Read vs. Write instances

The free Neo4j community edition (free version) doesn't support Role-based security or multiple access levels for a single server, this means we can only have either read-only and read-write access. Moreover, the RAM requirements for running GDS graph algorithms and ML workloads is much higher and more expensive than a database only used for reading graph queries.

To workaround these limitations, we have two seperate instances:

neo4j-graph-worker: is a high-mem instance with write access, config settings and additional plugins to support ETL and ML workloads. This machine can be turned on only when it's needed for offline workloads.
neo4j-graph-server: is a t3-med instance with read-only access that is configured for serving data, it can be left running for web application use.

Both instances can synchronize by using backup and restore scripts, either from S3 or a shared EBS multi-attach storage.

Making updates to existing graph database

Warnings:

Read through the backup and restore scripts before running.
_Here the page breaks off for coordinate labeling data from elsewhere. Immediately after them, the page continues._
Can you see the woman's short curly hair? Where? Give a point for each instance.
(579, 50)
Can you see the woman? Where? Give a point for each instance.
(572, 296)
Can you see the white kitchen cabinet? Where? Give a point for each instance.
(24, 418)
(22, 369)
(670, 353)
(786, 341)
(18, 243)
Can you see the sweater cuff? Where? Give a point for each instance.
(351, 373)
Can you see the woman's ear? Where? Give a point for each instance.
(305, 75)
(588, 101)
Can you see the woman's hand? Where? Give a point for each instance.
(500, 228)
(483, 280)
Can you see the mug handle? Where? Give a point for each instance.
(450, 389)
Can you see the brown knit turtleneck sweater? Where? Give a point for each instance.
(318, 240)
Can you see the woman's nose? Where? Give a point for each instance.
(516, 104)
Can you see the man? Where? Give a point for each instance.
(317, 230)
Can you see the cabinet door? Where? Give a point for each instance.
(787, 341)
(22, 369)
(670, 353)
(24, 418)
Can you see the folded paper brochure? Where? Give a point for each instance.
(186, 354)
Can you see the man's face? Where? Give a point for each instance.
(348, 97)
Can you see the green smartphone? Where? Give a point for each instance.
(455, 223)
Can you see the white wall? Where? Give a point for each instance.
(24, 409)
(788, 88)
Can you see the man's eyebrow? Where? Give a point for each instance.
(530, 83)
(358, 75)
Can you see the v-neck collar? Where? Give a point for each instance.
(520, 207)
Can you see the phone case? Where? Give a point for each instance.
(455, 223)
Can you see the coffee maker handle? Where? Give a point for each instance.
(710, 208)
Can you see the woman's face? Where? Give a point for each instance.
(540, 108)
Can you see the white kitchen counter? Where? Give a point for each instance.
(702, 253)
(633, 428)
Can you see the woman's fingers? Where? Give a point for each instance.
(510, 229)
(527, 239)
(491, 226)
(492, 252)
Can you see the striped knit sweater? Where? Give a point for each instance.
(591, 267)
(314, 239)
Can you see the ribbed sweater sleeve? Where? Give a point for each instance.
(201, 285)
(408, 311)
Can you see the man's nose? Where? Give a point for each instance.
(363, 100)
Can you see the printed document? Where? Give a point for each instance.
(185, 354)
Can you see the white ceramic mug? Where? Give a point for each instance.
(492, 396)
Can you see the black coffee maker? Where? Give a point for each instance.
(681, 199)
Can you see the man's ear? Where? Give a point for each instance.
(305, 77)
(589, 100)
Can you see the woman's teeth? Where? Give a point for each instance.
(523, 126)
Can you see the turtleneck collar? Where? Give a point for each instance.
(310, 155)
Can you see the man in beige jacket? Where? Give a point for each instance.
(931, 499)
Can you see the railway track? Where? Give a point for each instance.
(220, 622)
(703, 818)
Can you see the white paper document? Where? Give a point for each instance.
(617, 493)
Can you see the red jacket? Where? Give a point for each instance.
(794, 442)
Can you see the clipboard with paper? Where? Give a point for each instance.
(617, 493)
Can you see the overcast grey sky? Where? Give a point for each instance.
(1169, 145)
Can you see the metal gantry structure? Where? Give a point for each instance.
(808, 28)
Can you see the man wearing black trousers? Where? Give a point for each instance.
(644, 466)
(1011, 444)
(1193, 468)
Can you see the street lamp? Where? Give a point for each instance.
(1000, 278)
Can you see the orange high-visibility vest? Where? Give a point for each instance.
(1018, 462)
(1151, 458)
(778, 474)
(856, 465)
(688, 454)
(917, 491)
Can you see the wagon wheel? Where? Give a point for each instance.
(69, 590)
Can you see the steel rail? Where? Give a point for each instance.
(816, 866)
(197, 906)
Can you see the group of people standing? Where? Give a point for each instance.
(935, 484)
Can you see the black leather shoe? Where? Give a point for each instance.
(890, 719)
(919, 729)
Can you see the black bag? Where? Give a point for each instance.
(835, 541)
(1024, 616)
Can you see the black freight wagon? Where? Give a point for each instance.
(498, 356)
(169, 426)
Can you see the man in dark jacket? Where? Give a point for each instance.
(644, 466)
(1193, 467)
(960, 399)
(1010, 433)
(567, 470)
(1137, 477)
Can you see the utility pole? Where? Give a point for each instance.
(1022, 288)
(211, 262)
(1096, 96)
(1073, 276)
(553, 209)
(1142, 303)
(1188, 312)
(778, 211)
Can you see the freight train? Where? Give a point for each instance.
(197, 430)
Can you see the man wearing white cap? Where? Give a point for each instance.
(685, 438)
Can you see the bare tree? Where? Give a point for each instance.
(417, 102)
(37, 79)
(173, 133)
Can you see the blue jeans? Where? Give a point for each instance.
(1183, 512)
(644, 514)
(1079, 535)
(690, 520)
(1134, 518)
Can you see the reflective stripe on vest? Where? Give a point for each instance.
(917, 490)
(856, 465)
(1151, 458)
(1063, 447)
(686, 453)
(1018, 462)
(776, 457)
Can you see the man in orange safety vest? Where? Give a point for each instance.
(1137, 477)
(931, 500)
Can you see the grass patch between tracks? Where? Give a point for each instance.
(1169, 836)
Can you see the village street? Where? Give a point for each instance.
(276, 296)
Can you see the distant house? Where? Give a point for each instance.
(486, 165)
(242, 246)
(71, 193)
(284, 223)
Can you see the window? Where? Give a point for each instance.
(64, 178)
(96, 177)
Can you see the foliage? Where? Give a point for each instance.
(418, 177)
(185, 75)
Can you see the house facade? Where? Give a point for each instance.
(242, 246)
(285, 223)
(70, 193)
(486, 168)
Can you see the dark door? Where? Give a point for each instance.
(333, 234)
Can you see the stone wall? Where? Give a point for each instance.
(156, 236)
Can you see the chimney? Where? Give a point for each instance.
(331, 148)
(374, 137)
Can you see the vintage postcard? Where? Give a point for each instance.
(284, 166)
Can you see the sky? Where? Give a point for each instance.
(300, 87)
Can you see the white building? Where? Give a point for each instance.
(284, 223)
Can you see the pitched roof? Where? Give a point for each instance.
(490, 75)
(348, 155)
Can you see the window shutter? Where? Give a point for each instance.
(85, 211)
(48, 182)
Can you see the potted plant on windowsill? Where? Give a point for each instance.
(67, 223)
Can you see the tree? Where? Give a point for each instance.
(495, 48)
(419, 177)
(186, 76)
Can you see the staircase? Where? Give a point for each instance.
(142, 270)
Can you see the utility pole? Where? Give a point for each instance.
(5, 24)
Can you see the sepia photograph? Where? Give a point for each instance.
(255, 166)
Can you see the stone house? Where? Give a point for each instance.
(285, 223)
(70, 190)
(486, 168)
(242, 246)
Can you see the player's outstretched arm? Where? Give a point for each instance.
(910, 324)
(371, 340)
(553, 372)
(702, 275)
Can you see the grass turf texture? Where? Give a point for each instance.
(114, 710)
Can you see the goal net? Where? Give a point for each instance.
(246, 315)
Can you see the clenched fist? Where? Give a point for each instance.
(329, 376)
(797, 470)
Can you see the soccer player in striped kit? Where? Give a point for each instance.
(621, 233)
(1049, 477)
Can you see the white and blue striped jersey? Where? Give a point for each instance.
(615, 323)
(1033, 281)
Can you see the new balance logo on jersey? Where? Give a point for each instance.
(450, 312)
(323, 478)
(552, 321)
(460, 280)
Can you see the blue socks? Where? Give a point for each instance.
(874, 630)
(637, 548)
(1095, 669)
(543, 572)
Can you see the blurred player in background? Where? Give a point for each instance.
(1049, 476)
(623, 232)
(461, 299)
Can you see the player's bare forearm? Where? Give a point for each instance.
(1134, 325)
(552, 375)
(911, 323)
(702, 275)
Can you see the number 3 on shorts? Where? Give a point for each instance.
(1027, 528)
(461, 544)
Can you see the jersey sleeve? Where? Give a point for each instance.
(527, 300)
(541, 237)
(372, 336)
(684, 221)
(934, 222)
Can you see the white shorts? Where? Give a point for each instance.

Some lines may need to commented/uncommented depending on intended behaviour.
This causes a ~5 min outage, since the restore step requries turning off the database

Turn on neo4j-graph-worker instance
Make updates to graph with write user
Connect to instance using ssh (neo4j.pem can be retrieved from AWS secrets)
Run backup script to create backup file
(Optional) upload backup to s3
Connect to neo4j-graph-server and run the restore script

Initial worker machine and ETL Setup

If the neo4j-graph-worker is not already created, you can create the instance from scratch:

Create Neo4j CloudFormation stack
- Go to cloudformation in AWS console
- Click "Create stack" and select "With new resources"
- Input S3 URL to latest cloudformation yaml template (template, existing s3 url)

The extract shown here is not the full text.